# Chicken sleeping arrangement



## lisalynn1982 (Jul 7, 2013)

I have 2 chickens. A buff rock and a Wyandotte. When it's time for bed at night the Wyandotte goes to the coop and lays down. The buff rock follows, but the Wyandotte will not let her in with her. Yes my coop is rather small, but it fits the two of them for sure. It's inside an enclosed run. It seems the Wyandotte doesn't want the other close to her as they sleep and the buff rock is forced through the opening into the area that has a caged bottom to it. That's where I found her tonight when I went to check on them. Should I close them inside the coop or let them figure it out themselves? My husband says I'm too sensitive about it. I feel bad for the buff rock. The Wyandotte is kind of ugly to her sometimes.


----------



## Elfinworld (Jul 11, 2013)

lisalynn1982 said:


> I have 2 chickens. A buff rock and a Wyandotte. When it's time for bed at night the Wyandotte goes to the coop and lays down. The buff rock follows, but the Wyandotte will not let her in with her. Yes my coop is rather small, but it fits the two of them for sure. It's inside an enclosed run. It seems the Wyandotte doesn't want the other close to her as they sleep and the buff rock is forced through the opening into the area that has a caged bottom to it. That's where I found her tonight when I went to check on them. Should I close them inside the coop or let them figure it out themselves? My husband says I'm too sensitive about it. I feel bad for the buff rock. The Wyandotte is kind of ugly to her sometimes.

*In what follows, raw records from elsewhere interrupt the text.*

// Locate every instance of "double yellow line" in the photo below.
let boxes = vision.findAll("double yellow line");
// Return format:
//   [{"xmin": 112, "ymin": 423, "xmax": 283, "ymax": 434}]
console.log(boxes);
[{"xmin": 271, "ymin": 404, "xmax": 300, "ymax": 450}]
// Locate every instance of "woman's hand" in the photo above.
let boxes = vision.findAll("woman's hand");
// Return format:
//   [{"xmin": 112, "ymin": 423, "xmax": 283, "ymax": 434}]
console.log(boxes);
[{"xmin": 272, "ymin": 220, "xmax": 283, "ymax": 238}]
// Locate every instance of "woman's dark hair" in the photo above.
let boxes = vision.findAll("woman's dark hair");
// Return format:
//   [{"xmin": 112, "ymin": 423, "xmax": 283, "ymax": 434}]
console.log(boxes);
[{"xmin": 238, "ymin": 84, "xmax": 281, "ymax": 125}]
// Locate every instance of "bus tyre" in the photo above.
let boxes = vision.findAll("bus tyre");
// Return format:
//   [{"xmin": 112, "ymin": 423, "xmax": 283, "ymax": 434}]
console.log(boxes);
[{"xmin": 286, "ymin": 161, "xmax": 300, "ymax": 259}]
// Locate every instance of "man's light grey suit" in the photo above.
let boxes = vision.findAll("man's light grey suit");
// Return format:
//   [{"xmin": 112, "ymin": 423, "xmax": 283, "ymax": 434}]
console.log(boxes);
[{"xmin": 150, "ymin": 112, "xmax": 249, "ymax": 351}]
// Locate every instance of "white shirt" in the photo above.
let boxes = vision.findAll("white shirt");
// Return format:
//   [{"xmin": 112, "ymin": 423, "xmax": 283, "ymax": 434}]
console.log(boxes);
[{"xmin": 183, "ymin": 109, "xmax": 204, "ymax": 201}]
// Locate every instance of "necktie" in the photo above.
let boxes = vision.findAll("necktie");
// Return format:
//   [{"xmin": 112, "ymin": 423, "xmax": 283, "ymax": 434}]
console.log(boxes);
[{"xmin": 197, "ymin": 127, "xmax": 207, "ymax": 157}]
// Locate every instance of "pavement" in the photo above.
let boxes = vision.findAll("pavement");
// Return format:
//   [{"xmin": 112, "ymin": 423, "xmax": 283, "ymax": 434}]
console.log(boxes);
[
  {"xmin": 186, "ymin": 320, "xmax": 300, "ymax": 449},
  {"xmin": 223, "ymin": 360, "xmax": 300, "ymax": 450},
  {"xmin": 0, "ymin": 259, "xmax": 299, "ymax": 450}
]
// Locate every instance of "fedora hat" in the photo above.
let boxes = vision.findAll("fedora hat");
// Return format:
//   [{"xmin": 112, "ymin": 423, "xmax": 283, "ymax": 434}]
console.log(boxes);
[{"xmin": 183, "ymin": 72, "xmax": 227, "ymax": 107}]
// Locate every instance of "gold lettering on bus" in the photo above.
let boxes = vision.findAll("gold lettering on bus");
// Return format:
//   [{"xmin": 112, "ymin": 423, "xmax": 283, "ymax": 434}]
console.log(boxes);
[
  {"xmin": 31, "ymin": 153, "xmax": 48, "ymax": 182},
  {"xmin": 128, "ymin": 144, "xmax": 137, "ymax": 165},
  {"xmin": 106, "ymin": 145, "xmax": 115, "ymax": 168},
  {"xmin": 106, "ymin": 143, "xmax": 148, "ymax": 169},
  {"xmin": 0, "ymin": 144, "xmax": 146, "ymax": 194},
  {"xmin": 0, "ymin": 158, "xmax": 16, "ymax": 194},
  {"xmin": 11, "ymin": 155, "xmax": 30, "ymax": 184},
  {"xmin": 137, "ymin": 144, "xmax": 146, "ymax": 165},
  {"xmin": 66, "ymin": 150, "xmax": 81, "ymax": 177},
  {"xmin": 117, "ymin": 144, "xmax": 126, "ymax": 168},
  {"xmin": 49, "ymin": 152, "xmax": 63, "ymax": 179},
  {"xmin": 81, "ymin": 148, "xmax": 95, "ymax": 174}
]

Let them figure out their pecking order.

In our standard coop we have 6 hens and a silkie rooster. There are 2 roosting bars plus another little roosting bar for the rooster since he can't jump all that far. 5 of the hens will use the highest roosting bar, but the Black Copper Marans will roost under them in the bedding. She used to wake up with poop on her until DH installed a poop board above her.


----------